The ultimate responsibility for the subprime scandal lies in several places, but it ought to be seen in the context of the same global liquidity explosion that helps to explain everything from the extreme values of modern art and high-end real estate, to the fundamental undervaluation of the Japanese Yen. At some level, the homeowners themselves ought to have remembered the concept of 'caveat emptor' ('buyer beware') since many seem to have done less research into their home purchase, than they did for the furniture and appliances that went into it.
The concern however is that it seems that no-one ultimately seems to know where the financial buck actually stops.
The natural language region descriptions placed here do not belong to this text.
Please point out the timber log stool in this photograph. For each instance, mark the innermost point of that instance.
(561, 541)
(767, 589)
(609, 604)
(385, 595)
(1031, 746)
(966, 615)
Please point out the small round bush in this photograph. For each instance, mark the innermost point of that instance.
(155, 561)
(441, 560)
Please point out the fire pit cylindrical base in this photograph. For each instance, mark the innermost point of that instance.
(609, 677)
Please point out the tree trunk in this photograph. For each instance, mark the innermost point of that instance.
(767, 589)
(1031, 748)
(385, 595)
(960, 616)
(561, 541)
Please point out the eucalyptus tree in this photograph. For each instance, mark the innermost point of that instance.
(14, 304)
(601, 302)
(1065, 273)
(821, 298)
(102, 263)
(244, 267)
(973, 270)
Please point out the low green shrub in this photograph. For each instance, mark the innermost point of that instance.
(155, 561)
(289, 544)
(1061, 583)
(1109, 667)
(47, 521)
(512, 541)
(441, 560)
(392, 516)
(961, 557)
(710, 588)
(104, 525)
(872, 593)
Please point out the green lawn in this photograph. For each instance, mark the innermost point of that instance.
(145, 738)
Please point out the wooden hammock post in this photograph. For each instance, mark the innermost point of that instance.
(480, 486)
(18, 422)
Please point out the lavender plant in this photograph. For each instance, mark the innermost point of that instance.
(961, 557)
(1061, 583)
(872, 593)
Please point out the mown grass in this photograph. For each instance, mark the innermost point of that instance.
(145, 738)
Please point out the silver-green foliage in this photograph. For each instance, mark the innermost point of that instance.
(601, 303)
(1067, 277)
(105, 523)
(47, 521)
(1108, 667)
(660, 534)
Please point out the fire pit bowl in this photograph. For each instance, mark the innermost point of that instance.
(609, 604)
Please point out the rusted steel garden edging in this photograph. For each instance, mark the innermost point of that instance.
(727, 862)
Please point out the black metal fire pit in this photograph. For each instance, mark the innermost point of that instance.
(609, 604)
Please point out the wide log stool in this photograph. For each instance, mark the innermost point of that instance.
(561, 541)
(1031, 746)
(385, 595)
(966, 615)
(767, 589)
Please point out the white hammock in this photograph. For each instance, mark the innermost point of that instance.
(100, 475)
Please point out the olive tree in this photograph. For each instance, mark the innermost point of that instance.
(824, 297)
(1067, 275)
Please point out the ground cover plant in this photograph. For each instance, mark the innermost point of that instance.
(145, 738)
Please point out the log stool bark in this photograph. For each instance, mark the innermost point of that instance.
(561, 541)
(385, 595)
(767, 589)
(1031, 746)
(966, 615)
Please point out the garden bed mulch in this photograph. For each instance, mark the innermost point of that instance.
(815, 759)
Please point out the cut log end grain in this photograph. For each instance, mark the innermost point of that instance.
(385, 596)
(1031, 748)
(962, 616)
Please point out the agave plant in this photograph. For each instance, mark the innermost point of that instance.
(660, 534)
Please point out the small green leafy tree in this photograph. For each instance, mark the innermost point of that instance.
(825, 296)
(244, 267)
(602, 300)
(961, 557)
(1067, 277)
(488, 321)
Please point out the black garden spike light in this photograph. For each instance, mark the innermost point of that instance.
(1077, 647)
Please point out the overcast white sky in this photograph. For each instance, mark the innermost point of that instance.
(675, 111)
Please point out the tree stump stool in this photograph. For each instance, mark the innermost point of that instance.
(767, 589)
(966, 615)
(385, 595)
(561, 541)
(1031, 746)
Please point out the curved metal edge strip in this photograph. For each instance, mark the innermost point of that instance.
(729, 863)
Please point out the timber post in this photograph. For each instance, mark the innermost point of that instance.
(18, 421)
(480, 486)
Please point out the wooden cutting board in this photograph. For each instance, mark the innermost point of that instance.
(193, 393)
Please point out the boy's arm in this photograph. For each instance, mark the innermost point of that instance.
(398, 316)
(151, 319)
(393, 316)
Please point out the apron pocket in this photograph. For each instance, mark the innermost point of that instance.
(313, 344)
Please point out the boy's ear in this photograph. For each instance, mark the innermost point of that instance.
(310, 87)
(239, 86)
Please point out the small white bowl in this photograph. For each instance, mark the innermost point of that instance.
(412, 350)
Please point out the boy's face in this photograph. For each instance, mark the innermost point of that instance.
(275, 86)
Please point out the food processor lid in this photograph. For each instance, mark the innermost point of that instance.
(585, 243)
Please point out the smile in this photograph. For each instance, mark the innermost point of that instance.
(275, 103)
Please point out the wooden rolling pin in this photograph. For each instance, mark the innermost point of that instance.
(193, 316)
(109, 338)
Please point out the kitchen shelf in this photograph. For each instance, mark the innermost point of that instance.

Who is on the hook for $85billion? The regulators will hope the risk is sufficiently diversified to ensure the damage is restricted to 'wounding by a thousand cuts' rather than likely to cause to a localised blow-up. Few of us will lose sleep if governments in Asia and the Middle East take the brunt of the losses, but you can also rest assured that there are millions of pensioners and insurance policy holders worldwide (including the UK) blissfully unaware that their 'fiduciaries' saw fit to invest in subprime mortgages.
And when the losses have been digested, lessons learned and some fraudulent practioners are doing porridge, the next wave of business school undergraduates will learn about the wonders of securitisation and the damage it caused, before they are let loose on the same global banks that invented it in the first place. And perhaps the brighest in the class will be able to explain how on earth a pool of low-grade subprime mortgages issued to homeowners with no money down and no proof of income could, thanks to Wall St wizardry, be sliced and diced such that fully 75-80% of it was awarded bullet-proof AAA credit ratings, when infact the underlying creditworthiness was, in short, absolute crap.